Aeneas, une intelligence artificielle développée par Google DeepMind et portant le nom de l’héros troien ayant débarqué dans la région du Latium, se montre capable de recréer les passages manquants dans les inscriptions anciennes et de leur donner une datation précise.
Une IA co-créée par Google DeepMind, nommée Aeneas, pourrait devenir un allié précieux pour les historiens et les archéologues dans la reconstitution des écrits antiques en latin. Conçue pour analyser des textes et des images de dizaines de milliers de gravures sur pierre issues de différentes régions et époques de l’histoire romaine, cette technologie peut compléter les lettres et les mots disparus dans des fragments endommagés et même proposer des hypothèses sur le lieu et la période auxquels le texte a été écrit, en se basant sur les variations linguistiques régionales et temporelles. Ses capacités ont été détaillées dans un article publié dans la revue Nature.
Les énigmes antiques
Théa Sommerschield, historienne et spécialiste en épigraphie de l’Université de Nottingham au Royaume-Uni, a imaginé et mis en œuvre, en collaboration avec la technologie d’IA de Google DeepMind à Londres, ainsi qu’avec d’autres chercheurs experts en langues anciennes, un système destiné à faciliter le travail ardent de reconstruction des inscriptions en latin endommagées.
Comparer des fragments d’épigraphes (les inscriptions gravées dans la pierre) manquants avec d’autres, est une tâche minutieuse, car la langue évolue avec le temps et diffère selon les régions.
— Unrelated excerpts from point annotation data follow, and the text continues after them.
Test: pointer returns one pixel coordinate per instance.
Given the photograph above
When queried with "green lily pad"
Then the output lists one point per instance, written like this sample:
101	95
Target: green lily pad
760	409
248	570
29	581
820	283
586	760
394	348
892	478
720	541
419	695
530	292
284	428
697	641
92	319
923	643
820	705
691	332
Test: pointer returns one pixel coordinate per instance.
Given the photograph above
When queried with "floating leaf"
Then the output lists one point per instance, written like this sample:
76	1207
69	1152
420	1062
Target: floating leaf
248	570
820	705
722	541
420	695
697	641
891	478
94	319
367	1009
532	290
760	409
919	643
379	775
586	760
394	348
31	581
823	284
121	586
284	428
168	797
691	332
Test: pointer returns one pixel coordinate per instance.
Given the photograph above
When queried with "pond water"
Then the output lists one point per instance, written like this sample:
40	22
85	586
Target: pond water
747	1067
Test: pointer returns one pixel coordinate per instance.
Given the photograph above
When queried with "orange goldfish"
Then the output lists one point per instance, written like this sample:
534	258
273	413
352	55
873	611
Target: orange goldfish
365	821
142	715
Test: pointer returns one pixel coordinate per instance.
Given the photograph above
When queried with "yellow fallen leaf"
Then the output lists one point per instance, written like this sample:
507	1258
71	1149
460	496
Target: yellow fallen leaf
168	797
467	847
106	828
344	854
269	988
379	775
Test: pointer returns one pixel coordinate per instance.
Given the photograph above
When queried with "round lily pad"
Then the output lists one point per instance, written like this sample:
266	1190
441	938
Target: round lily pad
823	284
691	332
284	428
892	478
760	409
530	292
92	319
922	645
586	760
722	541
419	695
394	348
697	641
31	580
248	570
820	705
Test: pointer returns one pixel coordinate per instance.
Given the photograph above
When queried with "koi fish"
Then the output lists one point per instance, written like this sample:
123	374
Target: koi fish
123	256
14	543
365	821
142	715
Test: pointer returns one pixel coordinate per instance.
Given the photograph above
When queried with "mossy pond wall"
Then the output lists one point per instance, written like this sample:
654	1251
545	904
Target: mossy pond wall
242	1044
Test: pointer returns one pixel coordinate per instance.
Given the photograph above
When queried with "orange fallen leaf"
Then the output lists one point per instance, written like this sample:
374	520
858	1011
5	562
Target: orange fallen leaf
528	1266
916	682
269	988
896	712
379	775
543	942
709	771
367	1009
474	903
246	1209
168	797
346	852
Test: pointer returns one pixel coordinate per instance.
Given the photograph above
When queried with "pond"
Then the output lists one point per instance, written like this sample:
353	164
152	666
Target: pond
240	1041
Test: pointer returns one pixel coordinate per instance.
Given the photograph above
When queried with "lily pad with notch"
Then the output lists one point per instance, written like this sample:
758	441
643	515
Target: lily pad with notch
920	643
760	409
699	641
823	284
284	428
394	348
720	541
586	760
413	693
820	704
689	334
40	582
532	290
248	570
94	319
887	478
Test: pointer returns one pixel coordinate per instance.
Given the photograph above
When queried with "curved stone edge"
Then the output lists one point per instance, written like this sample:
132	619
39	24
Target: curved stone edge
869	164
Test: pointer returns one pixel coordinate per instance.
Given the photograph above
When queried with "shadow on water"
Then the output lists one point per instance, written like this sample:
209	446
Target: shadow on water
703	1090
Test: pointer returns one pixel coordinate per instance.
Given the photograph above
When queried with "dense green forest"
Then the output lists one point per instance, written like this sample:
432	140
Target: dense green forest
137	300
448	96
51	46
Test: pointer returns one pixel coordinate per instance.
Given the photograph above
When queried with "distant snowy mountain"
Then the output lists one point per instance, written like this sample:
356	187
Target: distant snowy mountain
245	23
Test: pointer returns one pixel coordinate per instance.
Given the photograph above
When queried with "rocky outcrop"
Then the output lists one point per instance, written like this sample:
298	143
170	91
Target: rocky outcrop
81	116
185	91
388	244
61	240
De plus, chaque jour, de nouvelles inscriptions sont découvertes – un volume si conséquent qu’il dépasse la capacité de mémoire d’un seul individu.
Apprendre avec les classiques
Ce groupe de chercheurs a développé une IA générative, c’est-à-dire capable de créer du contenu original sur la base de ce qu’elle a appris, entraînée à partir de 176 861 inscriptions issues des trois plus grands bases de données d’épigraphes en latin, auxquelles s’ajoutent des photographies représentant 5 % de ces mêmes inscriptions. Ces textes s’étendent du VIIe siècle av. J.-C. au VIIIe siècle ap. J.-C.
Le modèle, baptisé Aeneas, en référence à l’épopée troienne et à l’héros ayant trouvé refuge dans le Latium avant de fonder la lignée de Rome, repose sur trois réseaux neuronaux (des algorithmes d’apprentissage automatique inspirés de la structure du cerveau humain), chacun dédié à une tâche spécifique : reconstituer les segments manquants, déterminer où le texte a été écrit et estimer son ancienneté.
>Des résultats impressionnants
L’IA a réussi à restaurer le texte disparu, tout en estimant la date de rédaction des inscriptions avec une précision allant jusqu’à 13 ans, lorsqu’elle a été testée sur des exemplaires dont la datation était connue. De plus, Aeneas a parfois identifié la province romaine où la pierre a été gravée, avec un taux de précision de 72 %.
Lors d’expériences sur des inscriptions latines volontairement altérées pour simuler les effets du temps, le système d’IA a atteint une précision de 73 % pour reconstituer des segments jusqu’à dix caractères de long. Elle a même réussi à restaurer des fragments dont la longueur totale était inconnue, avec une précision de 58 %.
>Une démarche concrète…
L’un des avantages majeurs pour les chercheurs est que le modèle affiche la liste des inscriptions similaires extraites de ses bases de données, classées par ordre de pertinence par rapport à la pièce à compléter.
Ce support permet de illustrer la raisonnement derrière ses suggestions et offre aux spécialistes la possibilité de vérifier la validité des propositions. Rechercher manuellement des matériaux similaires à celui à restaurer peut prendre des mois, voire des années. La rapidité de cette comparaison automatisée constitue ainsi un précieux outil, notamment pour les étudiants en épigraphie encore en formation.
Ce qui a permis à Aeneas de briller particulièrement, c’est sa collaboration étroite avec les archéologues et spécialistes : 23 épigraphistes ont ainsi obtenu de meilleurs résultats, aussi bien pour compléter que pour contextualiser les textes, lorsqu’ils ont utilisé l’IA.
En testant le modèle sur les Res gestae divi Augusti, “Les exploits du divin Auguste”, un document décrivant la vie de l’empereur, dont la datation avait longtemps fait l’objet de débats, Aeneas a atteint des conclusions chronologiques similaires à celles de la majorité des experts, sans se laisser tromper par les nombreuses datations contenues dans l’inscription.
La DeepMind a annoncé que Aeneas sera prochainement accessible en ligne à tous ceux qui souhaitent s’en servir.